Nevertheless, I’m confident my cab driver doesn’t possess a forensic eye for detail. Sure enough, he drops me at my front door and accepts the note without question.
‘What an idiot,’ I chuckle, stepping inside.
About three minutes later, the doorbell rings.
March 13, 2007 at 4:45 pm
Careful: karma’ll get you.
That said, I’m an awful one for using Isle of Man pound coins on the bus…
March 13, 2007 at 4:47 pm
I understand the Leo Sayer notes were limited editions.
March 13, 2007 at 8:16 pm
Leo Sayer!! A blast from the past!!
March 13, 2007 at 11:41 pm
H: Got me already. Cabbie stopped being so chirpy and avuncular when he realised I’d palmed him a fake. Never again …

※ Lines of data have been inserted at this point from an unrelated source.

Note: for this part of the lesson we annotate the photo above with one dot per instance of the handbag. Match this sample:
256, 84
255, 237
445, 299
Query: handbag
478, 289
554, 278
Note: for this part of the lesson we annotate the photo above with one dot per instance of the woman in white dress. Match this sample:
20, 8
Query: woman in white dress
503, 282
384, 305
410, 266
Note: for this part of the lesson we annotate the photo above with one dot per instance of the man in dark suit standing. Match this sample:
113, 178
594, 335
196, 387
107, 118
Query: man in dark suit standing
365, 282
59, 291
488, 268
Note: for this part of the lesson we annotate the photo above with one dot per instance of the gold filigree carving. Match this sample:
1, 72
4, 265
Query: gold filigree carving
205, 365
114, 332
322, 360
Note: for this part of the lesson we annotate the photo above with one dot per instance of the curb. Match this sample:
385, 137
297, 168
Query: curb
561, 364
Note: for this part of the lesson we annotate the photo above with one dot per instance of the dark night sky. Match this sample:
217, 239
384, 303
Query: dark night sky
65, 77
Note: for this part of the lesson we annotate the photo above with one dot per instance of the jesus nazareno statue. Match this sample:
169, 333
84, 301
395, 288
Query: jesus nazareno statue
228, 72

H: Limited indeed – unique no less. That’s what happens when you give a baboon a crayon.
ML: Oh yes. Dwarves with perms are all the rage over here these days.
March 14, 2007 at 3:01 am
Yikes! I hope, for your sake, that he wasn’t a BIG mean bloke! Karma can be a bitch at times.
March 14, 2007 at 3:14 am
Stinkypaw – Who – Leo Sayer? Nah – he’s tiny. 100 Words could take him easy.
March 14, 2007 at 1:46 pm
A fake note featuring the head of Leo Sayer. Whoever thought that up deserves a Knighthood. Arise, Sir 100.
March 14, 2007 at 10:12 pm
right – you asked for this
http://youtube.com/watch?v=rju9b_Uk8Sw
March 14, 2007 at 10:57 pm
Magnificent. I should ask more often.
March 15, 2007 at 6:29 pm
Gee whiz. This just isn’t your week, is it? How in the world did you get that in your wallet?